In terms of rigor, if we are trying to make causal inferences on the impact of 21st CCLC, we need to make sure we are using research designs that will support these inferences. In all the statewide 21st CCLC evaluations completed by AIR, each of the analyses undertaken to assess the relationship between regular program participation and youth outcomes compared youth participating in programming for 60 days or more during the school year with a similar group of youth from the same schools who did not participate in programming. In order to ensure the participating and non-participating groups were as similar as possible, we used an approach called propensity score matching to create the non-participant comparison group. Given that youth were not randomly assigned to participate in programming or not, there is always the concern that youth who did opt to participate differed in important ways from youth who did not enroll in programming. That is, potential program effects could be driven more by existing differences between the groups at baseline than a true relationship between program participation and youth outcomes. The goal in using propensity score matching was to mitigate this selection bias when estimating potential program effects by accounting for preexisting differences between youth who attended the program regularly and those who did not. As a result, these analyses helped us to isolate the potential effect participation in 21st CCLC had on youth outcomes.

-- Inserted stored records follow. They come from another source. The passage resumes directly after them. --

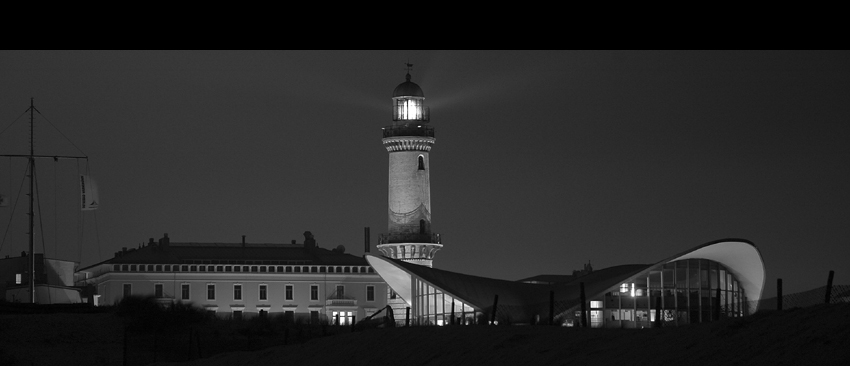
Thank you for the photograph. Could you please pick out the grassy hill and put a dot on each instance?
(818, 335)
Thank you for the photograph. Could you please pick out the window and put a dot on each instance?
(314, 316)
(237, 292)
(263, 292)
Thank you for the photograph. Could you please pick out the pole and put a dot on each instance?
(583, 306)
(829, 287)
(31, 212)
(493, 312)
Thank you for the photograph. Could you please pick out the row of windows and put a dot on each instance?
(263, 293)
(231, 268)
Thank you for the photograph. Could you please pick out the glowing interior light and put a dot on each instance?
(410, 109)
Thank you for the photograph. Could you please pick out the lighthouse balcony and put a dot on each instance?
(432, 238)
(408, 130)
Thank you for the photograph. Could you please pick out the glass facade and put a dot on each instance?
(687, 291)
(431, 306)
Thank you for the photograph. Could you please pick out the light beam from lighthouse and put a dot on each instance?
(408, 141)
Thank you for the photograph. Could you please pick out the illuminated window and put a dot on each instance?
(237, 292)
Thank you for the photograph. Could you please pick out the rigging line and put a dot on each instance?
(16, 120)
(57, 130)
(17, 199)
(79, 222)
(55, 204)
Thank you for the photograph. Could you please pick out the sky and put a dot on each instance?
(544, 159)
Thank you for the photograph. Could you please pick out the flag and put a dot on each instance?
(88, 193)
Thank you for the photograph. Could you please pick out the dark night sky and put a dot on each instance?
(544, 159)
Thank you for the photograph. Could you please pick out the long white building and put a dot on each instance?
(239, 280)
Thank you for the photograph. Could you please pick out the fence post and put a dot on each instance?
(551, 307)
(155, 346)
(717, 304)
(658, 312)
(189, 357)
(829, 287)
(583, 306)
(124, 362)
(495, 307)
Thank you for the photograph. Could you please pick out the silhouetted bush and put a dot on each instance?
(146, 313)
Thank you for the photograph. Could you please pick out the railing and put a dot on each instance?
(432, 238)
(410, 130)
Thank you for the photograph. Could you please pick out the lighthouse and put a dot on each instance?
(408, 141)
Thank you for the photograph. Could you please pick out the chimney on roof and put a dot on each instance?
(309, 241)
(366, 238)
(163, 243)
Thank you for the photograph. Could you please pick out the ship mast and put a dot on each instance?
(31, 174)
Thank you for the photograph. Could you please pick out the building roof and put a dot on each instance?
(523, 299)
(176, 253)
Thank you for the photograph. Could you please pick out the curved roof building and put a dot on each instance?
(716, 279)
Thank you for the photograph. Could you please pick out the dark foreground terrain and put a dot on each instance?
(818, 335)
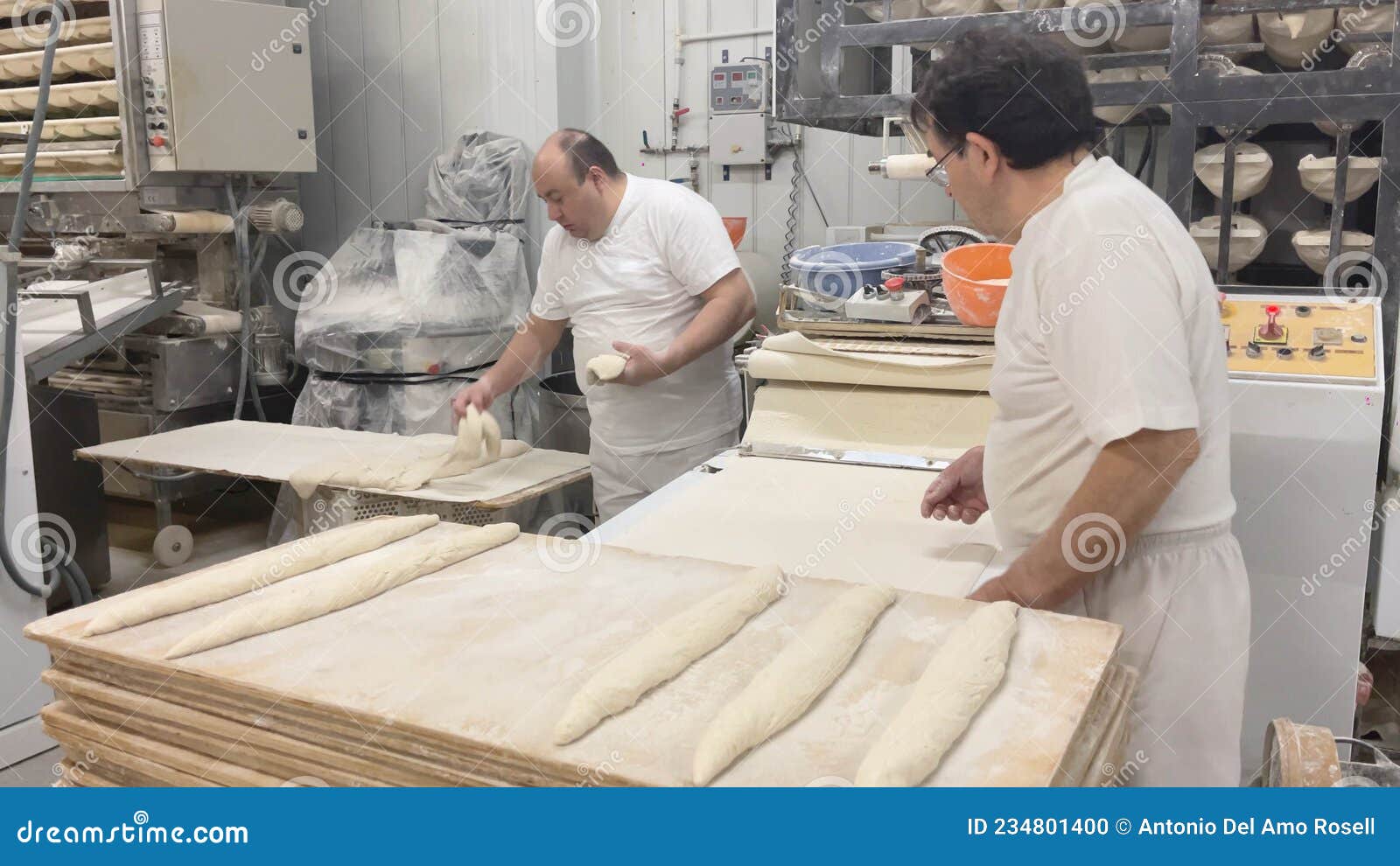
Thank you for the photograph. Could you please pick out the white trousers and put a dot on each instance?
(620, 481)
(1183, 604)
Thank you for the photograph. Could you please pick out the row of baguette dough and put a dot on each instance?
(359, 581)
(959, 677)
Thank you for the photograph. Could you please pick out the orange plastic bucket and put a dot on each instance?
(737, 227)
(975, 280)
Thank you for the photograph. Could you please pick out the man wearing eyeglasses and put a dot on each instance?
(1108, 460)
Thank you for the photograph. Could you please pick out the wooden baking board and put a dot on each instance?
(889, 420)
(272, 452)
(480, 660)
(825, 520)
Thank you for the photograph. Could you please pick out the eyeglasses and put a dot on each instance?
(938, 174)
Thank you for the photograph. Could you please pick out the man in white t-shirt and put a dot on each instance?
(1108, 462)
(641, 269)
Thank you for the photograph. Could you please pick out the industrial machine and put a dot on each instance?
(139, 178)
(1308, 398)
(741, 114)
(20, 733)
(165, 142)
(1309, 378)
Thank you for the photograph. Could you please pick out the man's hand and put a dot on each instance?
(958, 492)
(643, 364)
(478, 394)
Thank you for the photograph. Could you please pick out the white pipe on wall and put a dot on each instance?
(738, 34)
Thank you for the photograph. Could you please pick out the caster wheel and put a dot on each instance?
(174, 546)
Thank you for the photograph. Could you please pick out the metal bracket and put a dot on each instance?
(846, 457)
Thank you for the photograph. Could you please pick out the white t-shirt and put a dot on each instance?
(639, 283)
(1110, 326)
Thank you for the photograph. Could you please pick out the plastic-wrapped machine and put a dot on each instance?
(413, 303)
(485, 178)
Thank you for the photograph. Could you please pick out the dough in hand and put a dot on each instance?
(791, 681)
(606, 368)
(959, 679)
(410, 466)
(354, 583)
(665, 651)
(256, 571)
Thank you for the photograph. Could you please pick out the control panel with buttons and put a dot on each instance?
(160, 135)
(739, 88)
(1302, 339)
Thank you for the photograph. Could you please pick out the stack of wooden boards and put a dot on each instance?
(461, 676)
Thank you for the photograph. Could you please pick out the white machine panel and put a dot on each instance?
(1306, 448)
(226, 87)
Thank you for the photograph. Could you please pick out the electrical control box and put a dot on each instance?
(741, 139)
(742, 87)
(226, 87)
(1292, 339)
(741, 116)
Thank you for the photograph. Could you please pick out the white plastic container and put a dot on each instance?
(1320, 175)
(1253, 165)
(1246, 240)
(1374, 18)
(1312, 247)
(1290, 39)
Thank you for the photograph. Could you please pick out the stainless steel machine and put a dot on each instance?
(174, 136)
(167, 136)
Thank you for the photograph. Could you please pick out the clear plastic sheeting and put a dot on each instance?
(405, 303)
(485, 178)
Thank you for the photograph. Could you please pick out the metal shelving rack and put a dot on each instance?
(835, 76)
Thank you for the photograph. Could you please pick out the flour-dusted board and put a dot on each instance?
(272, 452)
(821, 520)
(482, 658)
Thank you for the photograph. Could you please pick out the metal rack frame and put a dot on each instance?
(822, 65)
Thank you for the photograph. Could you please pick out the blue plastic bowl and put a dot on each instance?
(839, 272)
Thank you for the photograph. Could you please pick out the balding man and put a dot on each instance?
(641, 269)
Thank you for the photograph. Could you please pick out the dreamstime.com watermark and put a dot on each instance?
(1357, 541)
(804, 41)
(290, 35)
(597, 775)
(1124, 775)
(328, 516)
(564, 543)
(304, 280)
(844, 527)
(567, 23)
(1116, 251)
(1094, 541)
(1351, 20)
(140, 831)
(41, 541)
(1094, 24)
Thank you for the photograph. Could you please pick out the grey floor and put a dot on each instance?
(35, 772)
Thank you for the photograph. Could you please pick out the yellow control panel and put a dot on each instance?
(1312, 338)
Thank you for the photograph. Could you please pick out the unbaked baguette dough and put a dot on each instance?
(356, 583)
(410, 466)
(256, 569)
(791, 681)
(665, 651)
(606, 368)
(959, 679)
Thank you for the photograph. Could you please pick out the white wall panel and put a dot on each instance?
(399, 80)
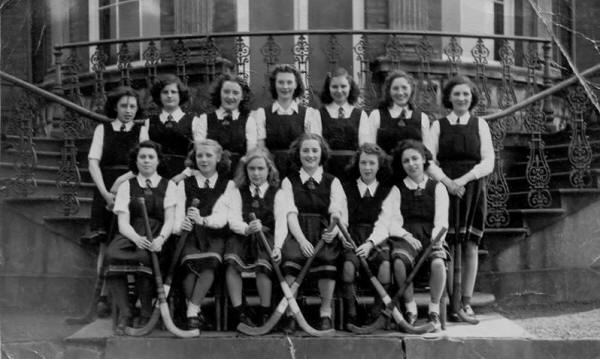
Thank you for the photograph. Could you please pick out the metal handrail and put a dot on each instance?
(54, 98)
(300, 32)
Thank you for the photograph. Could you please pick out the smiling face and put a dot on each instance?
(207, 158)
(400, 91)
(368, 165)
(126, 108)
(461, 98)
(169, 97)
(147, 161)
(413, 164)
(285, 84)
(258, 171)
(231, 95)
(339, 88)
(310, 155)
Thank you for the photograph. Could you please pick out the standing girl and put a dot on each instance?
(396, 119)
(315, 197)
(424, 208)
(203, 251)
(257, 193)
(462, 144)
(367, 197)
(129, 252)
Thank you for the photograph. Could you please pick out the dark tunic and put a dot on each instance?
(313, 215)
(459, 151)
(114, 163)
(204, 246)
(247, 254)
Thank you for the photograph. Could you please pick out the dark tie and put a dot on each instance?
(170, 122)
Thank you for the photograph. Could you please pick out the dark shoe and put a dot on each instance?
(326, 323)
(434, 319)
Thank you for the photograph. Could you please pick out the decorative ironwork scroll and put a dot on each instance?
(580, 151)
(301, 52)
(368, 98)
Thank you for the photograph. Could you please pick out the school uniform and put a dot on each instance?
(463, 145)
(205, 244)
(364, 207)
(110, 145)
(314, 199)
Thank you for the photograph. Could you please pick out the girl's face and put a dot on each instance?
(400, 91)
(310, 155)
(413, 164)
(339, 88)
(368, 165)
(207, 158)
(231, 95)
(169, 97)
(126, 108)
(147, 161)
(285, 84)
(258, 171)
(461, 98)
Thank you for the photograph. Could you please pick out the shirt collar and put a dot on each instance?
(362, 187)
(154, 179)
(317, 176)
(281, 111)
(177, 115)
(412, 185)
(221, 113)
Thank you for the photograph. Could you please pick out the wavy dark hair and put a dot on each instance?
(241, 174)
(399, 173)
(294, 151)
(215, 93)
(385, 171)
(286, 68)
(326, 97)
(387, 101)
(459, 80)
(110, 107)
(132, 162)
(168, 79)
(223, 165)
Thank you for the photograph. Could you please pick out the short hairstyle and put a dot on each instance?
(326, 97)
(286, 68)
(110, 107)
(459, 80)
(223, 166)
(132, 163)
(168, 79)
(402, 146)
(294, 151)
(387, 100)
(215, 93)
(385, 171)
(241, 173)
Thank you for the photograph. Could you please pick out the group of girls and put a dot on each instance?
(393, 208)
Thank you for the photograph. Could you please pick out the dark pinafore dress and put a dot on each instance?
(246, 253)
(114, 163)
(229, 133)
(418, 212)
(362, 215)
(393, 130)
(459, 151)
(341, 135)
(281, 131)
(204, 246)
(176, 141)
(123, 255)
(313, 215)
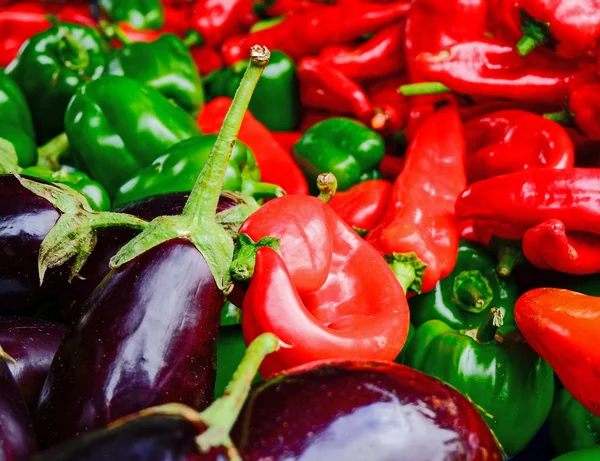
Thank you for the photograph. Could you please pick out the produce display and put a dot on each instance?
(278, 230)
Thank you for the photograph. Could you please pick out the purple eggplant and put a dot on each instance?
(354, 411)
(17, 440)
(32, 343)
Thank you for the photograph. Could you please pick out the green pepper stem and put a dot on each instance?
(204, 198)
(424, 88)
(49, 153)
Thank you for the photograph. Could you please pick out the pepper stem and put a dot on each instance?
(472, 291)
(204, 198)
(50, 152)
(424, 88)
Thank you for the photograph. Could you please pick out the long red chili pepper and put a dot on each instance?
(420, 216)
(307, 33)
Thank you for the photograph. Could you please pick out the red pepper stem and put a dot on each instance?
(204, 198)
(424, 88)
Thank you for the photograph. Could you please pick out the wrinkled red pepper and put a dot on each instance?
(317, 297)
(420, 216)
(276, 164)
(307, 33)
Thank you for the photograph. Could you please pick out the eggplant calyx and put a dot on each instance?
(73, 237)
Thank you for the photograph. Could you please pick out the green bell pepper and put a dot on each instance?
(463, 299)
(275, 102)
(179, 167)
(51, 66)
(117, 126)
(166, 65)
(141, 14)
(342, 146)
(510, 384)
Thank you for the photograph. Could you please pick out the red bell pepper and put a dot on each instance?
(323, 87)
(307, 33)
(511, 140)
(276, 165)
(549, 246)
(318, 296)
(562, 326)
(420, 216)
(362, 206)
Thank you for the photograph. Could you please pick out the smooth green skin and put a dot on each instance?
(141, 14)
(166, 65)
(116, 126)
(49, 72)
(511, 385)
(95, 194)
(179, 167)
(275, 102)
(441, 304)
(342, 146)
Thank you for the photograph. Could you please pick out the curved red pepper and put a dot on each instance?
(420, 216)
(511, 140)
(339, 317)
(363, 204)
(276, 164)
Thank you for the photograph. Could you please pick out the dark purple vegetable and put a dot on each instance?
(17, 440)
(32, 343)
(356, 411)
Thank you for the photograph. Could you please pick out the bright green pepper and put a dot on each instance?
(117, 126)
(275, 102)
(510, 384)
(51, 66)
(342, 146)
(178, 168)
(164, 64)
(141, 14)
(463, 299)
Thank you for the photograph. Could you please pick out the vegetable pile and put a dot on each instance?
(299, 230)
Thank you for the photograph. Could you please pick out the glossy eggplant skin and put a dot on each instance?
(355, 411)
(32, 343)
(148, 336)
(17, 440)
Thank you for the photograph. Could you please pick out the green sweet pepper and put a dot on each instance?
(178, 168)
(51, 66)
(275, 102)
(510, 384)
(342, 146)
(117, 126)
(463, 299)
(165, 64)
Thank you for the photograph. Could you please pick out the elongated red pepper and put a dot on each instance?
(276, 164)
(380, 56)
(511, 140)
(307, 33)
(490, 68)
(529, 197)
(420, 216)
(317, 297)
(323, 87)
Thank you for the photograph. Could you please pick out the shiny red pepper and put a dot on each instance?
(276, 164)
(549, 246)
(317, 297)
(511, 140)
(420, 216)
(307, 33)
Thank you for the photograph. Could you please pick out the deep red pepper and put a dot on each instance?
(511, 140)
(549, 246)
(420, 216)
(276, 164)
(323, 87)
(307, 33)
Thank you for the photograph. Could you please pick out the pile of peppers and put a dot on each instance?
(299, 229)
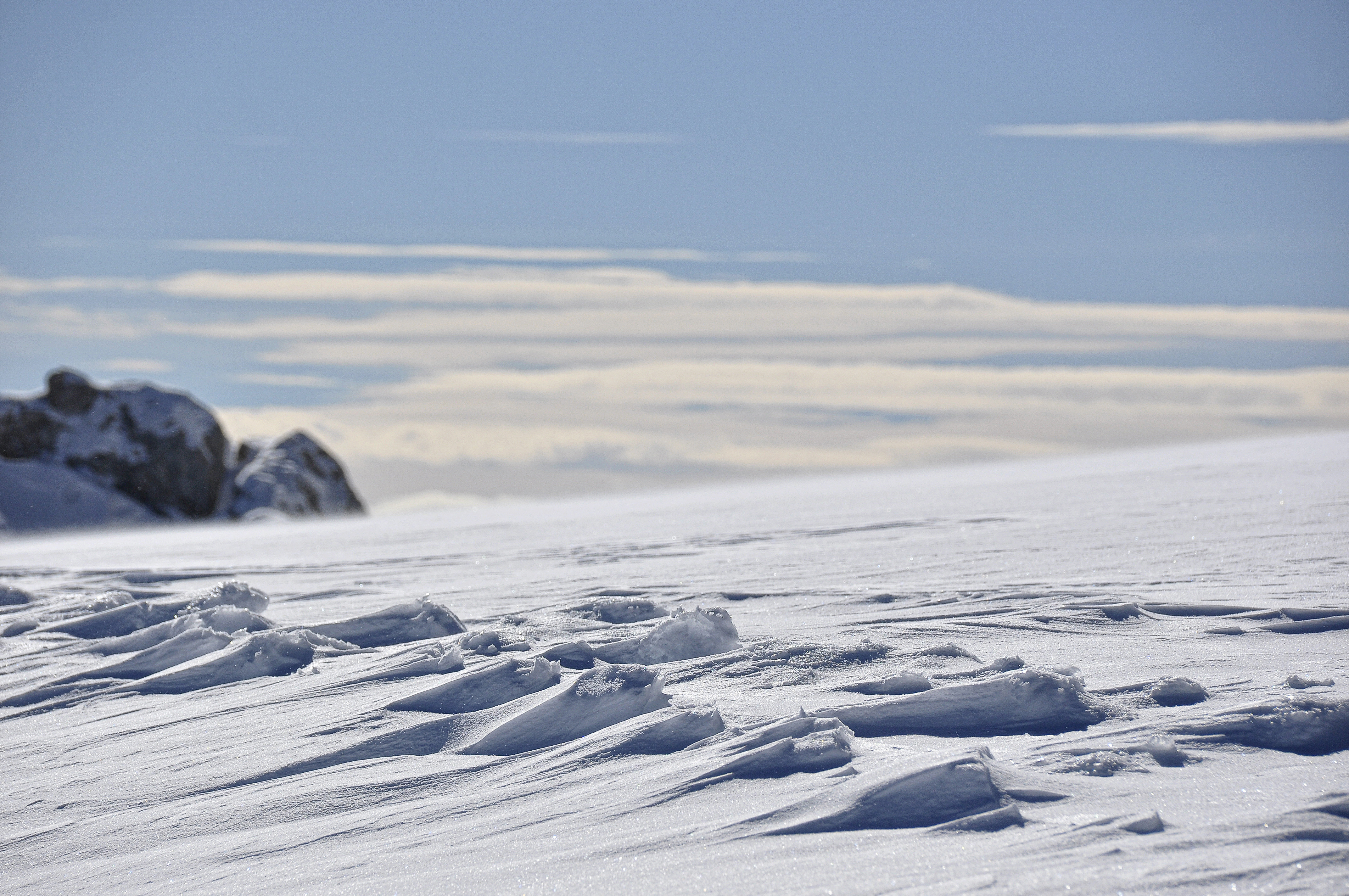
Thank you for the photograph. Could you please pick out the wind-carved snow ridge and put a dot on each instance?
(490, 643)
(262, 655)
(620, 609)
(802, 744)
(1197, 762)
(685, 636)
(133, 454)
(227, 620)
(958, 787)
(1308, 725)
(594, 701)
(903, 682)
(413, 621)
(1023, 702)
(125, 619)
(485, 689)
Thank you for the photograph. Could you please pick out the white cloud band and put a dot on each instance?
(463, 251)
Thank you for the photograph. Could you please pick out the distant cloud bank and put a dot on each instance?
(1228, 132)
(540, 380)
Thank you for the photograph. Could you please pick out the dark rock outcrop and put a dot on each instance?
(293, 475)
(160, 449)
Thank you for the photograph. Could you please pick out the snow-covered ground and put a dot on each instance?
(1104, 674)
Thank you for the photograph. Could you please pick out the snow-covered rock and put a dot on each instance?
(160, 449)
(293, 475)
(84, 455)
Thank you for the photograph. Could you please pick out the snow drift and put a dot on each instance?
(498, 683)
(597, 699)
(1023, 702)
(265, 654)
(413, 621)
(132, 454)
(685, 636)
(953, 789)
(1306, 725)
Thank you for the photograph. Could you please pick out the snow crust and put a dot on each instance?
(1005, 678)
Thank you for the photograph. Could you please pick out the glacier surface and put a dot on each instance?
(763, 687)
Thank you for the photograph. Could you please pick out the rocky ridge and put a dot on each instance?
(132, 453)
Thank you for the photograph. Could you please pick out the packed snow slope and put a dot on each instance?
(1117, 674)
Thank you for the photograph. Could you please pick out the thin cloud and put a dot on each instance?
(577, 138)
(465, 251)
(287, 380)
(135, 366)
(1229, 132)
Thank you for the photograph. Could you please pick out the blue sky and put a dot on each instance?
(524, 231)
(853, 133)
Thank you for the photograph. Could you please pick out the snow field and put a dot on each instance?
(761, 689)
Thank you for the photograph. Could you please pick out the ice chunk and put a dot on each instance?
(125, 619)
(950, 650)
(904, 682)
(413, 621)
(1302, 725)
(107, 601)
(180, 648)
(115, 623)
(987, 822)
(1178, 693)
(815, 749)
(939, 792)
(656, 733)
(1302, 685)
(490, 643)
(223, 619)
(682, 637)
(1023, 702)
(1146, 825)
(265, 654)
(495, 685)
(1004, 664)
(427, 659)
(293, 475)
(620, 609)
(1310, 627)
(597, 699)
(232, 593)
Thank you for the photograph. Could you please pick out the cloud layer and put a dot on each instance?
(582, 255)
(1228, 132)
(477, 378)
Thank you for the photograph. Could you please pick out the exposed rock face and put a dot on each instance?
(293, 475)
(133, 454)
(158, 449)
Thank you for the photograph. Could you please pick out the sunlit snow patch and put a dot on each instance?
(265, 654)
(620, 609)
(803, 744)
(945, 791)
(904, 682)
(1023, 702)
(596, 699)
(141, 614)
(226, 620)
(485, 689)
(490, 643)
(413, 621)
(1302, 725)
(682, 637)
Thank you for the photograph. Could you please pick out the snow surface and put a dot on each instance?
(771, 687)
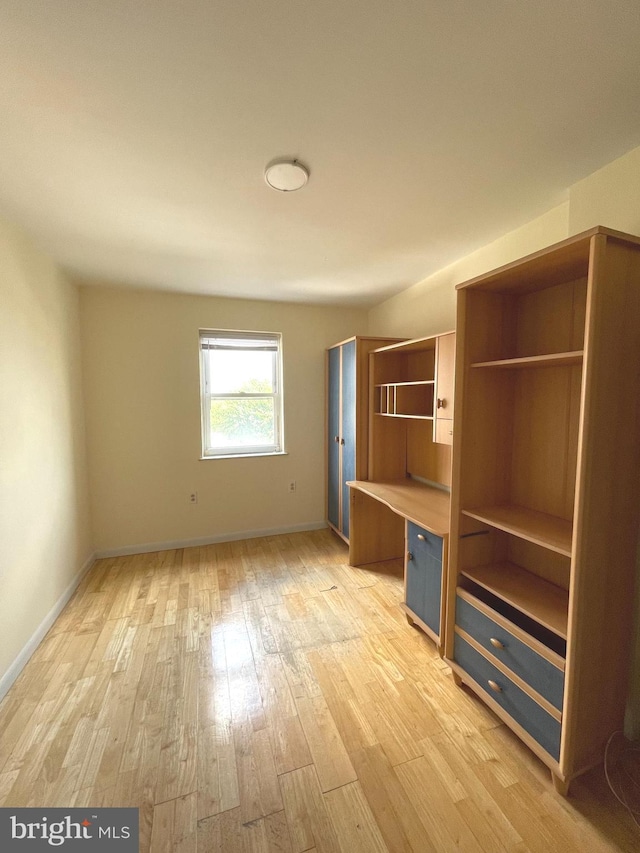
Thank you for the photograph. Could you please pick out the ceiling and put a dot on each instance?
(134, 133)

Efforts to evaluate the impact of 21st CCLC should increasingly try to employ these types of designs, particularly at the state-level where there additional evaluation resources are available to support these types of analyses. In addition, very little work has been done to understand the longitudinal effects of 21st CCLC participation on the educational and career trajectories of participating youth. More work needs to be done in this area as well.

Finally, there is a great opportunity to improve upon how we are measuring youth outcomes supported by 21st CCLC participation. When we talk with center coordinators about how youth benefit from participating in the program, quite often their responses can be classified as falling in one of the following categories:

  • Belonging/Mattering
    • Creating a sense of belonging and connectedness for participating youth through positive and supportive relationships
    • Supporting the development of positive interpersonal skills
  • Promoting Youth Agency
    • Supporting the development of positive mindsets and beliefs that participating youth can succeed through effort , including promoting confidence and a sense of self-efficacy
    • Cultivating new cognitive tools, like strategic thinking, by being afforded the opportunity to take ownership in the learning process through approaches like project-based and inquiry-based learning
  • Interest Development
    • Providing opportunities to participating youth to experience and do new things
    • Discovering new areas of interest and passion (e.g., STEM, the Arts, etc.)
  • Self-Management
    • Developing skills to manage cognition, behavior, and emotion
  • Sense of Purpose
    • Supporting the understanding of why what youth do with their lives matters

Unfortunately, many of these areas are currently going unmeasured, leading to a gaping hole in our understanding of how 21st CCLC programming is truly impacting participating youth. Our sense is that if we really want to understand how 21st CCLC may be impacting youth, we need to dedicate some additional effort to examining these types of outcomes. However, before states and grantees widely pursue efforts to measure these types of program outcomes, they should wait for the research community to provide more concrete recommendations regarding which skills, beliefs, and attitudes can be reliably measured (and under what conditions), and what protections need to be in place to ensure youth are not adversely impacted by participating in these measurement efforts.